Die frühe Nachmittagssonne variiert abwechselnd in stimmungsvollen Licht- und Schattenspielen, die relativ eng zueinanderstehende Bäume Luise bei ihrem Spaziergang wohltuend begleiten – eine vertraute Erscheinung, die sie bereits von ihrer Autofahrt her kennt. Ebenso wird ihr Weg von längeren und dunkleren Teilstücken entlang des schmalen Pfads teilweise überschattet, da das Sonnenlicht nicht ganz bis zum Waldboden durchzudringen vermag.
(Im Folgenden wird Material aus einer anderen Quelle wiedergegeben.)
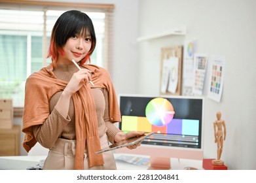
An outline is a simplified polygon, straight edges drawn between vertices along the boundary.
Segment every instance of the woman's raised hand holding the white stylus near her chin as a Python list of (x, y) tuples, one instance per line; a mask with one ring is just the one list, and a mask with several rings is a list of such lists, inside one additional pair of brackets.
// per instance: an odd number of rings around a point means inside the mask
[(81, 69), (77, 71), (77, 73), (74, 73), (65, 87), (64, 92), (72, 95), (77, 92), (84, 83), (88, 84), (88, 82), (92, 80), (90, 73), (92, 73), (92, 71), (88, 69)]

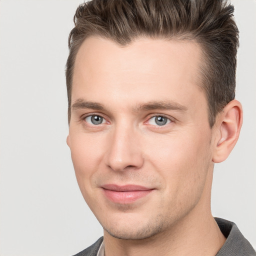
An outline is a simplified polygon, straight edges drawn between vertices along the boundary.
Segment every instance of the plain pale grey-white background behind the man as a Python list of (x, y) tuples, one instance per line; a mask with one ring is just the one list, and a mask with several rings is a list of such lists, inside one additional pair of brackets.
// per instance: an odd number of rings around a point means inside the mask
[[(102, 235), (65, 138), (67, 36), (81, 0), (0, 0), (0, 256), (72, 255)], [(215, 165), (212, 212), (256, 247), (256, 1), (233, 0), (240, 30), (240, 139)]]

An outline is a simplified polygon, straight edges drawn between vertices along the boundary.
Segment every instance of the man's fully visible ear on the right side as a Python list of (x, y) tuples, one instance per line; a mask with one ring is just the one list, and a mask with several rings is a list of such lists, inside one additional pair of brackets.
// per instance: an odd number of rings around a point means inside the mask
[(222, 162), (227, 158), (239, 137), (241, 125), (242, 106), (238, 100), (234, 99), (216, 117), (213, 162)]

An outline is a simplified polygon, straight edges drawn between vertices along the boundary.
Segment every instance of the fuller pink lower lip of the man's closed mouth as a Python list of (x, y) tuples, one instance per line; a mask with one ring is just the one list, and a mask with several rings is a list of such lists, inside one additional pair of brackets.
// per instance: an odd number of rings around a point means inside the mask
[(139, 198), (148, 195), (150, 192), (152, 192), (152, 190), (153, 189), (138, 191), (113, 191), (103, 188), (103, 193), (112, 202), (126, 204), (135, 202)]

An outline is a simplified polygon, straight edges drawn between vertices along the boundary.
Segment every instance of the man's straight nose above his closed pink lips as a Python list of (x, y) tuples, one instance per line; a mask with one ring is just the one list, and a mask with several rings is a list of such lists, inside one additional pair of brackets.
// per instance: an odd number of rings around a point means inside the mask
[(139, 169), (143, 165), (139, 134), (131, 127), (115, 127), (109, 140), (105, 160), (112, 170)]

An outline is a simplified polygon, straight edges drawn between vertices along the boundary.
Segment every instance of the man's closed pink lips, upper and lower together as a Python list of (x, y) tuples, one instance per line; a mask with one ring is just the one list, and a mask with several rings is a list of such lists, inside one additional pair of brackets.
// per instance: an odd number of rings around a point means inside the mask
[(114, 203), (128, 204), (135, 202), (136, 200), (145, 197), (154, 188), (148, 188), (141, 185), (116, 185), (105, 184), (102, 185), (103, 194), (107, 199)]

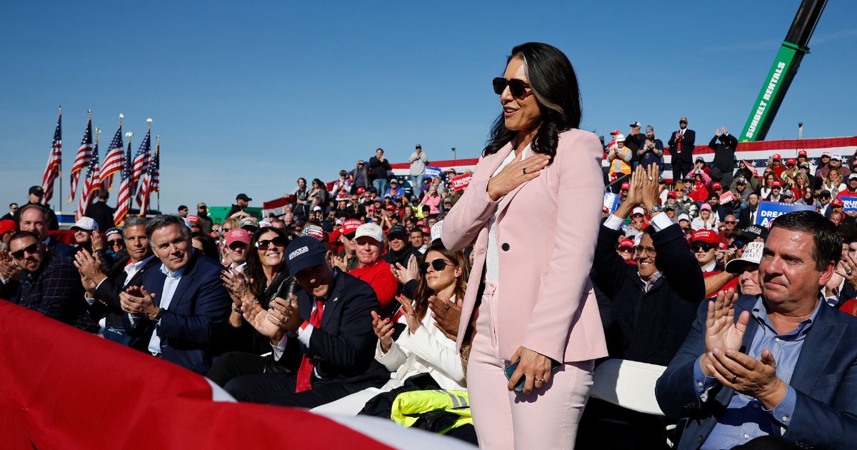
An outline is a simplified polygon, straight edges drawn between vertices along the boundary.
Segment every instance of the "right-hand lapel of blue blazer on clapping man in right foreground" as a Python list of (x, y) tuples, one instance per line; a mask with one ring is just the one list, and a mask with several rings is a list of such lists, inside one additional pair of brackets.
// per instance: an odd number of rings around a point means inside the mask
[(833, 321), (836, 314), (839, 314), (836, 309), (822, 304), (818, 308), (818, 315), (815, 316), (815, 323), (812, 324), (809, 333), (806, 333), (804, 343), (800, 347), (798, 362), (794, 364), (792, 379), (788, 382), (800, 392), (812, 392), (812, 386), (827, 367), (827, 361), (830, 361), (833, 351), (840, 348), (839, 343), (845, 327)]

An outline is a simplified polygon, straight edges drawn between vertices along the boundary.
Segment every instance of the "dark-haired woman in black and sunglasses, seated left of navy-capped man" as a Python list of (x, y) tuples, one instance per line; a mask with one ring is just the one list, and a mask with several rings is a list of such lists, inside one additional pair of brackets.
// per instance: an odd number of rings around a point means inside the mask
[(221, 274), (233, 302), (230, 327), (224, 333), (223, 343), (232, 351), (217, 358), (207, 375), (220, 386), (239, 375), (297, 370), (300, 359), (297, 353), (292, 353), (297, 349), (286, 347), (286, 353), (278, 361), (271, 356), (260, 356), (271, 351), (269, 340), (250, 327), (241, 314), (242, 302), (255, 299), (267, 309), (274, 298), (288, 297), (286, 291), (294, 289), (294, 277), (289, 275), (285, 265), (288, 243), (285, 231), (273, 226), (260, 228), (250, 237), (244, 272), (233, 270)]

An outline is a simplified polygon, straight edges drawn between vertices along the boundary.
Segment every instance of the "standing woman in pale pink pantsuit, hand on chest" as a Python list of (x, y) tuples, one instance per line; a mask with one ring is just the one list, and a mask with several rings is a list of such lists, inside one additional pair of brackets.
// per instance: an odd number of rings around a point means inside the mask
[[(577, 76), (553, 46), (512, 49), (494, 92), (502, 116), (442, 231), (447, 249), (474, 244), (457, 345), (472, 336), (476, 434), (492, 450), (572, 448), (593, 362), (607, 356), (589, 279), (602, 146), (577, 129)], [(518, 360), (507, 381), (504, 369)], [(524, 392), (516, 393), (521, 376)]]

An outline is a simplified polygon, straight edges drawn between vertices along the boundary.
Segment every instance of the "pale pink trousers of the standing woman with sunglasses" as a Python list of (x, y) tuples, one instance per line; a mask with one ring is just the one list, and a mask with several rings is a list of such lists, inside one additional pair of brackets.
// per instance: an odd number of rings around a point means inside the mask
[(476, 312), (467, 363), (467, 392), (479, 447), (574, 448), (578, 422), (592, 386), (594, 361), (564, 363), (548, 384), (529, 395), (510, 392), (499, 356), (496, 285), (488, 283)]

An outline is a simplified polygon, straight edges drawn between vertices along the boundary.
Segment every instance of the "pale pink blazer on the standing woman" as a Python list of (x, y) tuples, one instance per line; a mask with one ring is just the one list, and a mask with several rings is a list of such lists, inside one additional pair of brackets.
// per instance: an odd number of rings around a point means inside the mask
[(458, 349), (482, 280), (488, 220), (502, 204), (496, 226), (500, 357), (510, 359), (520, 345), (564, 363), (605, 357), (589, 278), (604, 196), (601, 143), (588, 131), (561, 133), (554, 163), (512, 190), (505, 201), (493, 202), (488, 178), (510, 152), (511, 143), (479, 159), (470, 185), (443, 220), (441, 238), (447, 249), (475, 243)]

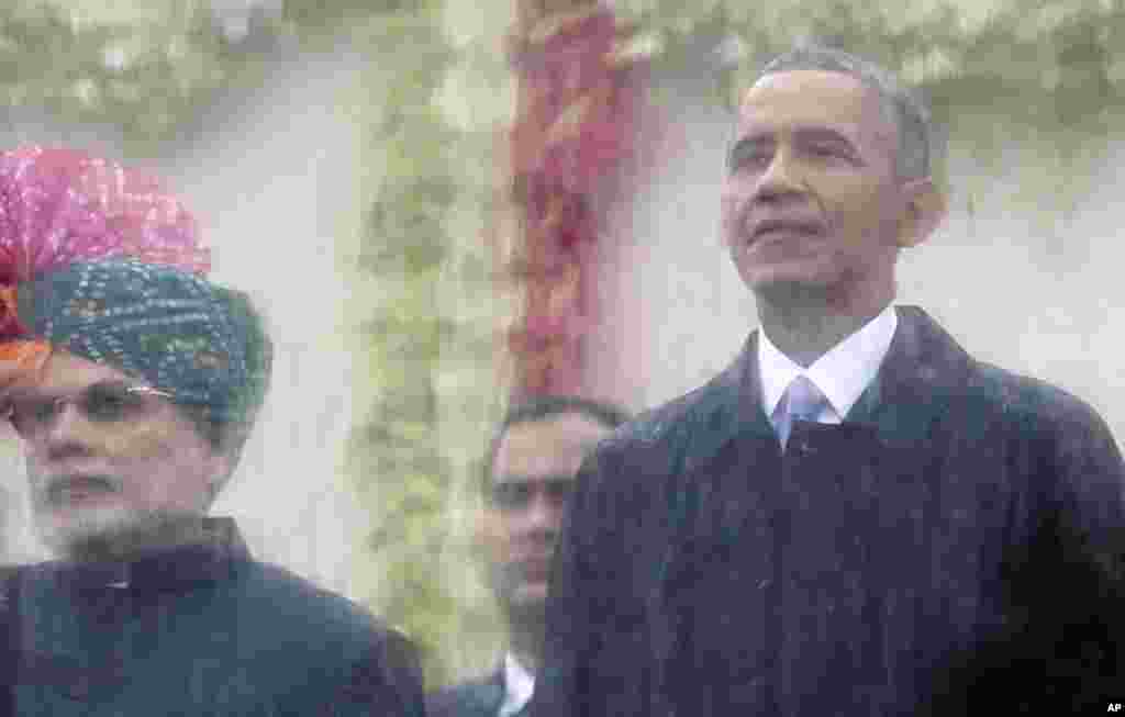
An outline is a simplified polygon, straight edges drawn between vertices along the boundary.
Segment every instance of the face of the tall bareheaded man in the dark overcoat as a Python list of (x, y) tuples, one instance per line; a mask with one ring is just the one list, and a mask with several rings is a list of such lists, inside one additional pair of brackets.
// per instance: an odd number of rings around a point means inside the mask
[(893, 282), (904, 202), (897, 133), (873, 90), (822, 71), (768, 74), (746, 94), (722, 191), (742, 281), (848, 289)]

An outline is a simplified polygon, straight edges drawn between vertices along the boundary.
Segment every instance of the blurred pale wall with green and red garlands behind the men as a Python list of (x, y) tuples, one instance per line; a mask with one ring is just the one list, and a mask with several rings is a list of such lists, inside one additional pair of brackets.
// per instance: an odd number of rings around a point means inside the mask
[[(755, 326), (718, 237), (731, 108), (818, 38), (942, 126), (951, 216), (900, 299), (1125, 432), (1122, 0), (8, 0), (2, 146), (144, 166), (249, 291), (273, 388), (216, 506), (440, 683), (493, 665), (475, 487), (512, 397), (642, 410)], [(8, 562), (42, 551), (17, 446)]]

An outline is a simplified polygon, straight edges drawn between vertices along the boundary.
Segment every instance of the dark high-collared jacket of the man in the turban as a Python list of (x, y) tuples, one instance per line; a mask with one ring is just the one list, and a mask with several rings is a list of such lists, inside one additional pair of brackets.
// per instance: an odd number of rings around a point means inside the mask
[(231, 539), (20, 569), (16, 714), (421, 717), (404, 637), (215, 525)]

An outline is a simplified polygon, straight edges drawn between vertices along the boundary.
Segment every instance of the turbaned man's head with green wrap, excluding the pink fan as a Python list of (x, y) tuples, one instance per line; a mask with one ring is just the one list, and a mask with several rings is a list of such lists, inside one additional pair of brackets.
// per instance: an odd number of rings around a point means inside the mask
[[(4, 405), (44, 542), (83, 560), (180, 539), (234, 470), (266, 396), (271, 344), (249, 299), (120, 258), (70, 264), (17, 296), (21, 324), (53, 347)], [(104, 430), (87, 435), (79, 417)]]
»Wem dieser bezaubernde Wald wohl gehört?« flüstert Luise für sich.
Es könnte durchaus sein, dass er ebenfalls zum Besitz der Eltern zählt. Das aber erscheint ihr eher unwahrscheinlich, denn das ganze Gebiet erschreckt sich vermutlich über mehr als Dreihundert Hektar. Sie und ihre Eltern haben zumindest nie darüber gesprochen, fällt Luise beiläufig ein, während sie ihre Wanderung fortsetzt.
Luise fühlt sich gut und sicher auf den Füßen, während sie weitergeht. Sie ist sichtlich erleichtert, denn es geht ihr wieder viel besser und sie genießt die erfrischende und kühlende Wirkung auf ihrem Körper und besonders die Klärung für ihren Kopf. Das Gehen als Ballast abzuwerfen in dieser wunderbaren Umgebung und das Loslassen von schweren und unnötig dunklen Gedanken.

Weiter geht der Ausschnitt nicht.